Je m’agite dans tous les sens à la recherche de ces satanées clefs qui, une fois de plus, ont décidé de me jouer un mauvais tour au moment où j’en ai le plus besoin.
— Raph !
Je crie en direction de l’étage mais pas de réponse. Silence radio.
— Putain mais c’est pas vrai !
Je m’énerve contre moi-même en retournant les coussins du canapé avant de m’égosiller encore une fois.
— Raaaphaaa !!!
— Mais qu’est-ce que tu as à brailler comme une poissonnière à une heure pareille ?
Mon regard se porte sur mon colocataire, Raphaël, descendant les escaliers, torse nu, une main dans ses cheveux ébouriffés et l’autre dans son caleçon.
— Évite de te tripoter quand tu es devant moi, tu veux ?
Je lui intime de se maîtriser en affichant un air de dégoût.
— Tu ne prétendais pas ça à une certaine époque.
— Sauf qu’à cette époque, comme tu dis, tu avais un vagin et non un pénis.
Il me tire la langue avant de prendre la direction de la cuisine pour se servir un jus de fruits.
— Tu devais être Super nonne dans ton ancienne vie, parce que tu es déchaîné depuis que tu as ce truc greffé entre les jambes.
Je me moque gentiment de lui en désignant ses parties.
— Désolé, j’avoue qu’on a peut-être un peu manqué de discrétion cette nuit.
— Un peu ? C’est le moins que l’on puisse dire. Je serais presque jalouse.
Raphaël se pavane comme un coq, fier de lui.
— On m’a toujours dit qu’il ne fallait pas retenir ses orgasmes.
— Il y a des limites à tout, tu sais.
Il grimace des excuses.
— Est-ce que je le ou la connais ?
Alors que je poursuis mes recherches tout en ronchonnant, je reconnais aussitôt l’air coupable que prend mon ami lorsqu’il sait que je vais désapprouver ce qu’il n’ose pas m’avouer.
— Ne me dis pas que…
— Non, je ne te le dis pas ! se défend-il.

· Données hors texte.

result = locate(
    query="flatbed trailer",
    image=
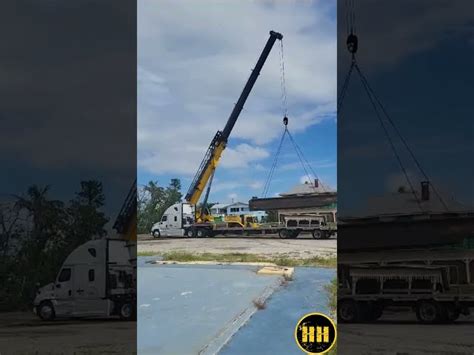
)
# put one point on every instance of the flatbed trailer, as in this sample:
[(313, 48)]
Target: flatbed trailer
[(202, 230), (178, 220)]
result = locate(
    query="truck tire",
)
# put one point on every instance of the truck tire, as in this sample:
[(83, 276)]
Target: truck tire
[(428, 312), (295, 234), (201, 233), (46, 311), (370, 312), (347, 311), (190, 233), (284, 234), (126, 311)]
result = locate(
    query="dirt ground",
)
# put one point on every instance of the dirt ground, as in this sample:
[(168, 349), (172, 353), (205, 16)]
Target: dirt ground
[(399, 333), (268, 246), (24, 333)]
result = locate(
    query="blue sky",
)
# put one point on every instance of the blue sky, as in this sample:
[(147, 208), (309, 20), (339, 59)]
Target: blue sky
[(194, 60), (418, 71)]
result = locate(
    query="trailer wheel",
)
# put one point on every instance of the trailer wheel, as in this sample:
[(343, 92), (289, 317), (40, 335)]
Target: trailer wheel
[(46, 311), (201, 233), (449, 312), (126, 311), (428, 312), (347, 311), (370, 312), (190, 233), (295, 234)]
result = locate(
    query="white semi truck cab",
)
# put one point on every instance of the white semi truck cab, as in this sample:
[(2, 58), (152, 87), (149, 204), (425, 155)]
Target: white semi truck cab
[(97, 279)]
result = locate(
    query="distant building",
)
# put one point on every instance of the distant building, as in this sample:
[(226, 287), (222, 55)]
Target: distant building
[(235, 209), (308, 189)]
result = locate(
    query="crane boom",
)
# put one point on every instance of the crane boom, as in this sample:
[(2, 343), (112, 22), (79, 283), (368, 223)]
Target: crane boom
[(219, 142)]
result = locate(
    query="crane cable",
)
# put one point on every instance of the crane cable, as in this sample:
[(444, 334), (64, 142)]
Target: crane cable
[(352, 46), (298, 150)]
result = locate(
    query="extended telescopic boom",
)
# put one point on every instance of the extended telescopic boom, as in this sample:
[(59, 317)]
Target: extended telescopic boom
[(218, 143)]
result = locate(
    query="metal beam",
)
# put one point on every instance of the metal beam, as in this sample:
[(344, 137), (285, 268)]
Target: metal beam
[(290, 202)]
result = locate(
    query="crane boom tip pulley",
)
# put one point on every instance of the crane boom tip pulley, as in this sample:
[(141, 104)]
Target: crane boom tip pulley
[(218, 144)]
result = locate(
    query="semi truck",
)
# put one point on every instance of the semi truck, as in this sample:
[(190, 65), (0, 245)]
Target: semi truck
[(96, 280), (179, 220)]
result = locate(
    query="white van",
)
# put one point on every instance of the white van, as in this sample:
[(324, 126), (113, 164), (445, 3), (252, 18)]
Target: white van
[(96, 280)]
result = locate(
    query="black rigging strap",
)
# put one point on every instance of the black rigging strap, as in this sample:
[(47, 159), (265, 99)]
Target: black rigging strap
[(379, 109), (304, 162)]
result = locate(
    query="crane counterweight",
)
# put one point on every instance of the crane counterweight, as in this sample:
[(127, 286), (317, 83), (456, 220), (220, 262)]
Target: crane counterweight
[(218, 144)]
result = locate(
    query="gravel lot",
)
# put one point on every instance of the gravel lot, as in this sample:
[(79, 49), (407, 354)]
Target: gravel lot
[(269, 246), (24, 333), (399, 333)]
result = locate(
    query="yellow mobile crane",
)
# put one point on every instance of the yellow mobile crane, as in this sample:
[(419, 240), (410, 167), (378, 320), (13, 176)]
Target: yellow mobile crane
[(213, 154)]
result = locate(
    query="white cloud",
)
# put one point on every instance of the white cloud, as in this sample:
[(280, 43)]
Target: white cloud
[(306, 179), (194, 61)]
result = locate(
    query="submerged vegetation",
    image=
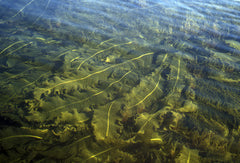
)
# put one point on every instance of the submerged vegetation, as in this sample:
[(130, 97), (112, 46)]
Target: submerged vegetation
[(78, 87)]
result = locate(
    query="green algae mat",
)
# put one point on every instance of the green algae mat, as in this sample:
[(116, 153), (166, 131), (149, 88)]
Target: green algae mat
[(123, 81)]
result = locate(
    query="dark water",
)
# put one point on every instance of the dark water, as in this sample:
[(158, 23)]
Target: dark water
[(119, 81)]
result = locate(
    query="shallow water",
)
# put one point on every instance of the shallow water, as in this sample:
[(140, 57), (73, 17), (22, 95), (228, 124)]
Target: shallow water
[(120, 81)]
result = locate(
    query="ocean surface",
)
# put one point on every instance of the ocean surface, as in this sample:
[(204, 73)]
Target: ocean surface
[(119, 81)]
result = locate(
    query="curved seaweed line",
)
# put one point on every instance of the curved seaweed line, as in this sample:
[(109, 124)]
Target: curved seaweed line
[(10, 46), (156, 86), (98, 72), (98, 52), (23, 8), (18, 48), (96, 94), (99, 153), (22, 136), (149, 119), (108, 118)]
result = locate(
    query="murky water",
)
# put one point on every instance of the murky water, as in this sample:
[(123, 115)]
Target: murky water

— Raph, tu as oublié ? No zob in job ! Ça s’applique bien plus maintenant que tu en as un.
— Je sais, mais Jérémy est tellement craquant avec ses petites fossettes. Dès qu’il me sourit, je fonds comme neige au soleil.
— Tu es encore plus guimauve que moi.
— Ce n’est pas un scoop, ma chérie. Ton cœur est dur comme la pierre depuis ta petite bourgeoise.
— Oh ! Beau placage, Zizou. Très pertinent comme remarque.
— Andie, les placages, c’est au rugby.
— Oui je sais, merci.
— Zizou jouait au football, pas au rugby.
— C’est pareil !
— Alors non, pas vraiment.
J’ignore sa réplique et poursuis ma quête de recherche de clefs.
— Éva n’a toujours pas appelé ?
— Elle ne le fera pas.
— Ma puce…
Je le stoppe d’un geste de la main alors qu’il s’apprête à me prendre dans ses bras pour me réconforter avant même que je ne craque.
— Non, s’il te plaît. Je n’ai pas envie de chialer avant mon rendez-vous.
— Andréa, ça ne fera pas de toi quelqu’un de faible, une personne forte n’est pas celle qui ne pleure pas. Une personne forte est celle qui pleure et verse des larmes pendant un moment, se lève et se bat à nouveau.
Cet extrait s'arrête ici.